Un vieil autocar, comme il n’en existe probablement qu’en Inde, ses guirlandes au-dessus des portes, ses gravures de divinités hindoues, garé aux côtés de luxueux bus touristiques. Nous sommes dans le Bihar, État indien où est né en 1966 Tabish Khair, romancier et poète, vivant actuellement au Danemark. à travers les vitres de cet autocar, il nous fait découvrir l’Inde qui au premier regard semble n’être que pauvreté et poussière, « poussière soulevée par les voitures, les rickshaws, les thellas, les vélos et les piétons ». Mais derrière cette agitation, il nous révèle un monde fabuleux fait de diversités, d’un foisonnement de cultures où les traditions les plus anciennes coexistent avec les signes d’une modernité exacerbée. Au point qu’il est difficile de s’attacher à des repères. Difficile de connaître l’heure dans un pays qui vous offre en permanence des « centaines d’horloges différentes ».
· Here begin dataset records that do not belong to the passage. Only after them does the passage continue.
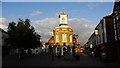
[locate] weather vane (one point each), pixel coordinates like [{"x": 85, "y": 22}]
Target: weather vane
[{"x": 63, "y": 10}]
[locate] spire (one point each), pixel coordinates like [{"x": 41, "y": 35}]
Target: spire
[{"x": 63, "y": 10}]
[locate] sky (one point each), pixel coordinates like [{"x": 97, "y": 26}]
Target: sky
[{"x": 82, "y": 16}]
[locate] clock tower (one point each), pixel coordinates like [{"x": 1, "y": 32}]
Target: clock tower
[
  {"x": 63, "y": 19},
  {"x": 63, "y": 34}
]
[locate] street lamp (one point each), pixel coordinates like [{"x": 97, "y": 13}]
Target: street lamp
[
  {"x": 91, "y": 46},
  {"x": 96, "y": 32}
]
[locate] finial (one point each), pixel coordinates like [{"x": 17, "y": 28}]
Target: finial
[{"x": 63, "y": 10}]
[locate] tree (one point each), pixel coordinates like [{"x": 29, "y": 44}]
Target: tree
[{"x": 22, "y": 35}]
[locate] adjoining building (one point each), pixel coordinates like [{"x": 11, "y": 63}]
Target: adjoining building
[
  {"x": 106, "y": 38},
  {"x": 63, "y": 35}
]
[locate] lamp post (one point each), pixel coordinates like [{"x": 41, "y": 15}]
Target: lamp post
[{"x": 40, "y": 41}]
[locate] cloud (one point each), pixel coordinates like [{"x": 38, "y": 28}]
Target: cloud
[
  {"x": 80, "y": 26},
  {"x": 35, "y": 13},
  {"x": 93, "y": 5},
  {"x": 3, "y": 23}
]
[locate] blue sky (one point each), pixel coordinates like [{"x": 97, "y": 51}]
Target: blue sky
[
  {"x": 90, "y": 10},
  {"x": 83, "y": 16}
]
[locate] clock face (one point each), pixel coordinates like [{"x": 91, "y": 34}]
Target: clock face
[{"x": 63, "y": 18}]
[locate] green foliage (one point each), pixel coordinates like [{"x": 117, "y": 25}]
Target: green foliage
[{"x": 22, "y": 35}]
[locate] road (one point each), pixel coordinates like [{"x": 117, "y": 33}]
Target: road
[{"x": 46, "y": 60}]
Les chapitres, tous très courts, se suivent en séquences rapides. Le paysage défile. Les pensées des passagers s’enchaînent en un flux ininterrompu de souvenirs, de perceptions. Le style est sobre, d’une grande sensualité. Aux images s’ajoutent les sons, les odeurs : clapotis du Gange couverts par des cacophonies de musiques, effluves de jasmin mêlés à des relents de pourriture. L’autocar accueille en son espace une multitude de couleurs de peau, de dialectes. Tel est un microcosme de l’Inde tout entière. Chacun songe à ses échecs, ses souffrances. Le chauffeur, Manghal Sinkh se considère comme un écrivain raté. Il se console en emmagasinant dans sa mémoire des images. Mais comme la poussière il reste à la surface. Il ne sait pas exprimer par des mots ce qu’il voit. Les passagers eux aussi ont leurs handicaps : Madame Mirchandoni, riche matrone hindoue incapable de dépasser ses préjugés de caste, Fadarah, un eunuque qui voudrait une autre vie, Rasmus un homme d’affaires mi-danois mi-hindou en quête de sa véritable identité, Chottu, un jeune garçon qui vient de commettre une grosse bêtise.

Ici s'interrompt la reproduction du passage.